Is revealing always good?


I recently bought a very revealing and transparent CD player (and AVM player). Because I listen to redbook CD's and 705 of the CD's I listen to are jazz recordings from ca. 1955-1963 the recordings often have bad "digititus." The piano's ring, clarinet is harsh, transients are blurred --- just the nature of the recordings. With a revealing CD player, all this was palpably evident so much so that at least 1/2 those CD's were rendered unlistenable. Now, with a cheaper, more colored CD player (a new Creek) --- not nearly as revealing --- one that "rounds off" some of this digititus, these CD's are again listenable.

So... is revealing a particularly good thing for redbook CD playback? I think not. is "colored" always a bad thing? I'd say no. At least for CD playback. Thoughts?
robsker
Completely agree!
I think it can be achieved.
Choose your gear carefully, combine well and your system can be extremely revealing whilst remaining easy on the ear and a pleasure te listen to.

Bad recordings won't sound so bad anymore, much will be revealed of them in a way that makes the most out of it, not ruin it.

Agree that one component or cable in a system can ruin this balance.
It is always easy to blame the recording.

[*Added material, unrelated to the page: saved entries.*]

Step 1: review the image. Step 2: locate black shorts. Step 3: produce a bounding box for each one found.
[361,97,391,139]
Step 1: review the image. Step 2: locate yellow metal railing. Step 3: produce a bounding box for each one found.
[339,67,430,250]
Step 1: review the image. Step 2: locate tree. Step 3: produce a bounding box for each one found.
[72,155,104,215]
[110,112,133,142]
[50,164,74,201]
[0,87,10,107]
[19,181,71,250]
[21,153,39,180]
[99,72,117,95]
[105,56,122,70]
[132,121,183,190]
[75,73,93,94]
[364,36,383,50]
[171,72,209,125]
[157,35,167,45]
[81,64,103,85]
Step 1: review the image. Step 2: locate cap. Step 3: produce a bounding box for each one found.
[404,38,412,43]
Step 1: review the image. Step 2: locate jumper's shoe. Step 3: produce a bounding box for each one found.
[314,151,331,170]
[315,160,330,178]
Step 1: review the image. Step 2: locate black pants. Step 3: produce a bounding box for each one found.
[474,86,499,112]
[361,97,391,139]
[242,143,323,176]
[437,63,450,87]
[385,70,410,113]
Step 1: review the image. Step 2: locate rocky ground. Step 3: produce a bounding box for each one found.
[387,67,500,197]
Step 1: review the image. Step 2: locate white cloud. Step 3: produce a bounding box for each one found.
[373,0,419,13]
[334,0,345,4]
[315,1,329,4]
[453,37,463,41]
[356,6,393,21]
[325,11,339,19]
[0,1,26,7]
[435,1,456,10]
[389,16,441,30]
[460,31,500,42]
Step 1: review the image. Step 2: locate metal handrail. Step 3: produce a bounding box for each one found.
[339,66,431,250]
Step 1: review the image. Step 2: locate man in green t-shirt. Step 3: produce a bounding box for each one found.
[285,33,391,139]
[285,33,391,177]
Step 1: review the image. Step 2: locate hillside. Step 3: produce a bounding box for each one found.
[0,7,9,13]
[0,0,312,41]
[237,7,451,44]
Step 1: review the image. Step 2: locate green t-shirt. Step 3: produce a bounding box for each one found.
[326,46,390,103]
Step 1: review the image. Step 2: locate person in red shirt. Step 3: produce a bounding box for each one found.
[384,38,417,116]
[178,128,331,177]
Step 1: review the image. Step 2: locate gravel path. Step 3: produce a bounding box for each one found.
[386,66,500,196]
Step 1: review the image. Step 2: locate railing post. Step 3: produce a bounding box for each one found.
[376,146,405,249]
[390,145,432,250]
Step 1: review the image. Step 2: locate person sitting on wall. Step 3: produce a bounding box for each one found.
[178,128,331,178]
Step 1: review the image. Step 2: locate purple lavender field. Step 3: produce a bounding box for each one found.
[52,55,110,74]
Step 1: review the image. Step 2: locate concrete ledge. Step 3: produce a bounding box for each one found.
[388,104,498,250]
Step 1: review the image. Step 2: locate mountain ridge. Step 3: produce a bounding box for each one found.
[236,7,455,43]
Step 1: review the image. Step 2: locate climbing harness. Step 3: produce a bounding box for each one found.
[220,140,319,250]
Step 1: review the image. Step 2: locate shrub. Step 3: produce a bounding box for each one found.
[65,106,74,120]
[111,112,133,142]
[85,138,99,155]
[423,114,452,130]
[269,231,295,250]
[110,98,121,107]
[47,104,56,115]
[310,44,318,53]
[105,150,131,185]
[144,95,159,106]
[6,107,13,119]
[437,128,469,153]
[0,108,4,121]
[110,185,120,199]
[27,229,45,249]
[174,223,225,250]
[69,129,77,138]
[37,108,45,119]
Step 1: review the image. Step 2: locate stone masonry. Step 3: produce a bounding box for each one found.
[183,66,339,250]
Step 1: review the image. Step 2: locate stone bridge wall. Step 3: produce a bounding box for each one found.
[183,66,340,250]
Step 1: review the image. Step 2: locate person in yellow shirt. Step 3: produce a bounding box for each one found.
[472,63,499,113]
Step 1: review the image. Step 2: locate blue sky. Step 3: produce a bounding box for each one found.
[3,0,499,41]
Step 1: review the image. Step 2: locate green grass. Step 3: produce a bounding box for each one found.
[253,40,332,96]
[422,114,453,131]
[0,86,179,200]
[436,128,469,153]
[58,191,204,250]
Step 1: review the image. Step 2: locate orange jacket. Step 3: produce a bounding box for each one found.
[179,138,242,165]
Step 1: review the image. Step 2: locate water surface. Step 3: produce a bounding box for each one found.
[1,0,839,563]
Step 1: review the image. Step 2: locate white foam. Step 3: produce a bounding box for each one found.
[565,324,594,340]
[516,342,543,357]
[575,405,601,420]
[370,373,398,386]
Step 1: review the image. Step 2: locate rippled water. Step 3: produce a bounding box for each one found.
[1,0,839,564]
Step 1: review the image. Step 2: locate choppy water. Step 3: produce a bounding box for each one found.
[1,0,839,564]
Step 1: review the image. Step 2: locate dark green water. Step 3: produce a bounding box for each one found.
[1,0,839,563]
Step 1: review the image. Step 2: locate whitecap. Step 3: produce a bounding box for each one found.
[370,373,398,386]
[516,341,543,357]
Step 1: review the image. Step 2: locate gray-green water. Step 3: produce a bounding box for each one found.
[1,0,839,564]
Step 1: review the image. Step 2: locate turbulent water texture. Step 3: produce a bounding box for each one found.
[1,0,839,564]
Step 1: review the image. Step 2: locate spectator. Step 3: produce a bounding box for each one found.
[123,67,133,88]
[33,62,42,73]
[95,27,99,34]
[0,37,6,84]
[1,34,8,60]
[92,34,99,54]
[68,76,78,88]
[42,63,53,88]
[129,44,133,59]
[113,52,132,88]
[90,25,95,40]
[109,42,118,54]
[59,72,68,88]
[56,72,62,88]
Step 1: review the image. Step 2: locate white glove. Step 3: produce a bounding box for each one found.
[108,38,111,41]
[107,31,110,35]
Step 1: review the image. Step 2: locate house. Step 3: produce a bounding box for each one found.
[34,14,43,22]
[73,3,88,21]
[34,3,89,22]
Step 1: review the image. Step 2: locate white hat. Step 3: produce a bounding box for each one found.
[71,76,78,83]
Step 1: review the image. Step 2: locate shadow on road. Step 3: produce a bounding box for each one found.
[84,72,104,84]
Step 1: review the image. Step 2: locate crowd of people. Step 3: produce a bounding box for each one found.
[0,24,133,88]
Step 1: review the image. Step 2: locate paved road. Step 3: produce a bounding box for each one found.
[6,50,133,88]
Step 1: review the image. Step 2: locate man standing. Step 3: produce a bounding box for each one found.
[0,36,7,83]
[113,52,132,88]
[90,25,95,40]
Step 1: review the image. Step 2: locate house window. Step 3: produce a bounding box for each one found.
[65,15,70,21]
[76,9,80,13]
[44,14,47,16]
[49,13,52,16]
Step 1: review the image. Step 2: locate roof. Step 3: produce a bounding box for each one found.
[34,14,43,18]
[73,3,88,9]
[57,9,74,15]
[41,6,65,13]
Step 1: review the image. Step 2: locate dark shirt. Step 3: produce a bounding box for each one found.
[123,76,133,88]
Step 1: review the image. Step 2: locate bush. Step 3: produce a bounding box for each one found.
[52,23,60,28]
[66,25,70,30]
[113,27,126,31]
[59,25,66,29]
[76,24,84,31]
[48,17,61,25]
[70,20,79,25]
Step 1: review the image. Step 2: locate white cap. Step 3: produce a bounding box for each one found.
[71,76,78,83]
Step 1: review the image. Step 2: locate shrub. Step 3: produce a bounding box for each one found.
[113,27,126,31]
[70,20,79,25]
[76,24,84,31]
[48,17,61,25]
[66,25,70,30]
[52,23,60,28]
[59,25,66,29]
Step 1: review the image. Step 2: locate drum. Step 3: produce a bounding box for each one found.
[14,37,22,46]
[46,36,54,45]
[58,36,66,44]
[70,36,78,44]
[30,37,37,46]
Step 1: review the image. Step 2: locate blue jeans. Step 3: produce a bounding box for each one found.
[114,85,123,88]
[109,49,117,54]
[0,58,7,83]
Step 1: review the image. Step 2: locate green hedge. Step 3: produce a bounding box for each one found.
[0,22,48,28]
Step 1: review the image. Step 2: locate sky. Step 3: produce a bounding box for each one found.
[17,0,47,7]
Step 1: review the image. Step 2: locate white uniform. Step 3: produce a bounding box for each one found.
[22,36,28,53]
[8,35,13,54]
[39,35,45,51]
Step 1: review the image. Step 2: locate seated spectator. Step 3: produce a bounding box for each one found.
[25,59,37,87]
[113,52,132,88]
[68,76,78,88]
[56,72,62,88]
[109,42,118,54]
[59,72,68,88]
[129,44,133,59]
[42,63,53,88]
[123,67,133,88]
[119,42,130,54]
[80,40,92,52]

"Hey, didn't this used to be a bad recording?"
I have though many times in the past:)
I think "revealing" is good up to a point. It's great when it's revealing a great recording but when it reveals all the naked shortcomings of a bad recording it may not be so good. Especially considering there are far fewer of the former and many more of the latter.
when it reveals shortcomings of a bad recording, you have succeeded. You dont want to pollute your rig so it makes bad recordings sound acceptable. What you can do is try to make them sound better. My "bad' recordings all went away when I got a new killer preamp, upgraded cables and controlled my vibration and ground as well as finally did something with my room. My motown CDs do show the treble boost but that is on the recording. What you can do is get either a lesser cartridge or lesser cd player (cheaper, not too good at revealing all the flaws, for those 'bad' recordings). You still have a revealing system (better cartridge/cd player for the good recordings) and you haven't compromised your rig. For me, I could not rest until the bad recordings sounded awesome. There really are very few very poor recordings. Even what seems like compressed pop cd's from the 70s can sound better off a hard drive, resampled/clocked and then going through a really good system. You really want to be able to play everything-audiophile cd & vinyl as well as stream tidal and all of it make your jaw drop. Dont compromise...and in order to not compromise, you need to reveal.
Another option is to use a speaker switch box and have warm, easy-to-listen-to speakers in the front corners and higher def speakers situated more forward into the room. If the recording is harsh, press the button that changes the speakers. Or do it manually. Or just use warm, easy-to-listen-to speakers.

I got sick of this too and switched to pro stuff, big JBLs which sound good more often than the audiophile speakers I have tried over the years.
If the recording is harsh, you need to know if the performance was harsh. If it was, no problem. If it wasn't, you need to fix it, not cover it up. If she ain't pretty, wearing dark glasses won't make her prettier.